The Oghuz, Oguz or Ghuzz Turks were a western Turkic people who spoke the Oghuz languages from the Common branch of Turkic language family. In the 8th century, they formed a tribal confederation conventionally named the Oghuz Yabgu State in central Asia. The name Oghuz is a Common Turkic word for "tribe". Byzantine sources call the Oghuz the Uzes (Οὐ̑ζοι, Ouzoi). By the 10th century, Islamic sources were calling the Muslim, as opposed to shamanist or Christian, Oghuz the Turkmens. By the 12th century this term had passed into Byzantine usage and the Oghuzes were overwhelmingly Muslim.
The Oghuz confederation migrated westward from the Jeti-su area after a conflict with the Karluk branch of Uigurs. The founders of the Ottoman Empire were descendants of the Oghuzes.
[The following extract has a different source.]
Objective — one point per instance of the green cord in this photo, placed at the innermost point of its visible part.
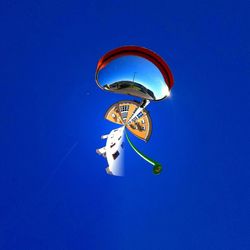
(157, 166)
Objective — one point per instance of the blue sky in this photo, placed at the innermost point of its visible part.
(55, 193)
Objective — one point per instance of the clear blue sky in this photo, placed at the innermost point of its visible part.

Today the residents of Turkey, Turkmenistan, Azerbaijan, Khorezm, Turkmens of Afghanistan, Balkans, Iraq and Syria are descendants of Oghuz Turks and their language belongs to the Oghuz (a.k.a. southwestern Turkic) group of the Turkic languages family.
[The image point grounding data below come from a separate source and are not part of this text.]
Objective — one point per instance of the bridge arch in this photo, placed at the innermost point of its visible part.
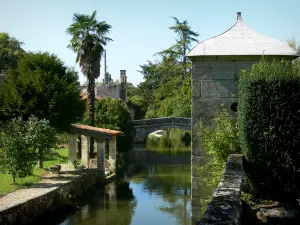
(144, 127)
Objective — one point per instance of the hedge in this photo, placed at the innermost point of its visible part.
(268, 122)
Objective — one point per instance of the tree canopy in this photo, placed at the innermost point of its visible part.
(166, 89)
(88, 40)
(10, 52)
(42, 86)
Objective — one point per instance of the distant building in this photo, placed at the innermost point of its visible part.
(118, 91)
(217, 63)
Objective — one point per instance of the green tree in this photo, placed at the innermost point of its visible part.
(113, 114)
(107, 79)
(44, 87)
(88, 41)
(185, 38)
(10, 52)
(42, 137)
(16, 156)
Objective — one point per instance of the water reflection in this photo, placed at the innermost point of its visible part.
(155, 189)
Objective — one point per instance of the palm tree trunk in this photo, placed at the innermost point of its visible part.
(184, 61)
(91, 102)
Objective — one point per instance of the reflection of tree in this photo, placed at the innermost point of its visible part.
(173, 183)
(125, 206)
(104, 211)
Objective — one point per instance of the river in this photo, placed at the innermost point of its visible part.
(155, 188)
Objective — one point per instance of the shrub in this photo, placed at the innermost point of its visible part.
(16, 156)
(268, 122)
(42, 86)
(42, 137)
(218, 141)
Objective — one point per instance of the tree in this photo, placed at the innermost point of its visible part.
(113, 114)
(107, 79)
(16, 156)
(185, 38)
(42, 137)
(44, 87)
(88, 41)
(10, 52)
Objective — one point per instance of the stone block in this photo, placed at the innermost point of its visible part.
(217, 88)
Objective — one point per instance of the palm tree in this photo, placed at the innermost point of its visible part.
(88, 41)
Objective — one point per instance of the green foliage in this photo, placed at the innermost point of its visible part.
(89, 37)
(166, 89)
(268, 122)
(17, 157)
(113, 114)
(220, 140)
(44, 87)
(10, 52)
(42, 137)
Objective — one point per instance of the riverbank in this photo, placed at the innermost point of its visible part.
(25, 205)
(58, 156)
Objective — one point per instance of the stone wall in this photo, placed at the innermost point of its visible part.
(28, 211)
(226, 206)
(147, 126)
(214, 82)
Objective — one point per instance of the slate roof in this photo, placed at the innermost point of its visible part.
(240, 39)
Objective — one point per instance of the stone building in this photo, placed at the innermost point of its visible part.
(217, 63)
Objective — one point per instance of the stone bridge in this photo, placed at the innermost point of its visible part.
(147, 126)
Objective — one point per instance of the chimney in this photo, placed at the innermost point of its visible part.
(123, 78)
(123, 81)
(239, 16)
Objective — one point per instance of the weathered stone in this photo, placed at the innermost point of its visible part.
(147, 126)
(280, 210)
(226, 206)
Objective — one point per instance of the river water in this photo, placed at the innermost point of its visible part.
(155, 188)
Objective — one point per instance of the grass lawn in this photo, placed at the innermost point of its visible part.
(6, 184)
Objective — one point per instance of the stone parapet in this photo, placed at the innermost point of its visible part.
(226, 206)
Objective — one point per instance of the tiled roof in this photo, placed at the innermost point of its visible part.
(85, 97)
(98, 129)
(241, 40)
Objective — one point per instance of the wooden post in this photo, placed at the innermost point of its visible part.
(101, 158)
(72, 149)
(112, 154)
(85, 156)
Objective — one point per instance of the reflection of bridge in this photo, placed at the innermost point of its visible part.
(147, 126)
In the 9th century, the Oghuzes from the Aral steppes drove Bechens from the Emba and Ural River region toward the west. In the 10th century, they inhabited the steppe of the rivers Sari-su, Turgai, and Emba to the north of Lake Balkhash of modern-day Kazakhstan. A clan of this nation, the Seljuks, embraced Islam and in the 11th century entered Persia, where they founded the Great Seljuk Empire. Similarly in the 11th century, a Tengriist Oghuz clan—referred to as Uzes or Torks in the Russian chronicles—overthrew Pecheneg supremacy in the Russian steppe. Harried by another Turkic people, the Kipchaks, these Oghuz penetrated as far as the lower Danube, crossed it and invaded the Balkans, where they were either crushed or struck down by an outbreak of plague, causing the survivors either to flee or to join the Byzantine imperial forces as mercenaries (1065).